Several people have held the title of Secretary of DHFS since the beginning of this action. For the sake of simplicity, we will use the term "Secretary" throughout this opinion to represent each Secretary of DHFS who has been sued in his or her official capacity during the course of this action.
The court of appeals noted that if Keup were to prevail before this court, we would be confronted with another issue. Namely, we would have to decide whether Mequon should be given notice and an opportunity to participate in a Division hearing. We will not address this issue, as it is unnecessary to the holding reached in this case.
42 U.S.C. § 1396a(a)(10)(B) provides in relevant part:
(a) Contents
A State plan for medical assistance must—
*76(10) provide—
(B) that the medical assistance made available to any individual described in subparagraph (A)—
(i) shall not be less in amount, duration, or scope than the medical assistance made available to any other such individual, and
(ii) shall not be less in amount, duration, or scope than the medical assistance made available to individuals not described in subparagraph (A).
42 U.S.C. § 1396a(a)(34) provides in relevant part:
A State plan for medical assistance must—
(34) provide that in the case of any individual who has been determined to be eligible for medical assistance under the plan, such assistance will be made available to him for care and services included under the plan and furnished in or after the third month before the month in which he made application (or application was made on his behalf in the case of a deceased individual) for such assistance if such individual was (or upon application would have been) eligible for such assistance at the time such care and services were furnished.
42 C.F.R. § 447.15 provides in relevant part: "A State plan must provide that the Medicaid agency must limit participation in the Medicaid program to providers who accept, as payment in full, the amounts paid by the agency plus any deductible, coinsurance or copayment required by the plan to be paid by the individual."
In referencing "precatory" terms, we refer to words "requesting, recommending, or expressing a desire for action, but usu(ally) in a nonbinding way." Black's Law Dictionary 1195 (7th ed. 1999).
42 C.F.R. § 400.203 provides in relevant part:
*82As used in connection with the Medicaid program, unless the context indicates otherwise—
Applicant means an individual whose written application for Medicaid has been submitted to the agency determining Medicaid eligibility, but has not received final action. This includes an individual (who need not be alive at the time of application) whose application is submitted through a representative or a person acting responsibly for the individual.
Recipient means an individual who has been determined eligible for Medicaid.

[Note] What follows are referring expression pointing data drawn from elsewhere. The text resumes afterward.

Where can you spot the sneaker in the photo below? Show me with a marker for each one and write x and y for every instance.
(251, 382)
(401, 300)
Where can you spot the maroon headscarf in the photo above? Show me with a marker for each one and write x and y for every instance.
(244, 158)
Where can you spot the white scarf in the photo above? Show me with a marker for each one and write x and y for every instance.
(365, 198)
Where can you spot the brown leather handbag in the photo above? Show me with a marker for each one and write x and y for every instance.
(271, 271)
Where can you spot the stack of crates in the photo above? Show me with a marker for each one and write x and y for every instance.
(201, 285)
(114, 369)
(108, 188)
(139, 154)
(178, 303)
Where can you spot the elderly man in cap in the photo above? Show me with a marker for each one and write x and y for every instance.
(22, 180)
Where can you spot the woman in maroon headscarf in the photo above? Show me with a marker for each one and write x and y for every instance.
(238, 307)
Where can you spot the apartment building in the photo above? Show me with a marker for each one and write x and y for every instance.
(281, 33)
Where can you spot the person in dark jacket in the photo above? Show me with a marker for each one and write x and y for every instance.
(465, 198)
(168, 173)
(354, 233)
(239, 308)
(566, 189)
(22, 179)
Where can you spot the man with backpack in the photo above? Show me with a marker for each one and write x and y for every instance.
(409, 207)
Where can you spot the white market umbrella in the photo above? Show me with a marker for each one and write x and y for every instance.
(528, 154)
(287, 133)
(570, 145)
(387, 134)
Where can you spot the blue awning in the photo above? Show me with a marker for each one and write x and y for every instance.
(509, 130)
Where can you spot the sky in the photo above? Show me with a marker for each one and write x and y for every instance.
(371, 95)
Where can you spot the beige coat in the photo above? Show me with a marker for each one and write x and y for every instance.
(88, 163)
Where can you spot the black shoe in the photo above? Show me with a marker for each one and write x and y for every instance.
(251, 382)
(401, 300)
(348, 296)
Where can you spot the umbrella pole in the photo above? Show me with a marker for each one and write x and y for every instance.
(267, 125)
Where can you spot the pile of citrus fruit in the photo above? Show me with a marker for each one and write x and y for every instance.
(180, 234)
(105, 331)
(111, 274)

42 U.S.C. § 1396r(c)(4)(b)(i) provides in relevant part:
(c) Requirements relating to residents' rights
(4) Equal access to quality care
(B) Construction
(i) Nothing prohibiting any charges for non-medicaid patients
Subparagraph (A) shall not be construed as prohibiting a nursing facility from charging any amount for services furnished, consistent with the notice in paragraph (1)(B) describing such charges.
42 C.F.R. § 483.12(c)(2) provides in relevant part: "(c) Equal access to quality care. (2) The facility may charge any *83amount for services furnished to non-Medicaid residents consistent with the notice requirement in § 483.10(b)(5)(i) and (b)(6) describing the charges."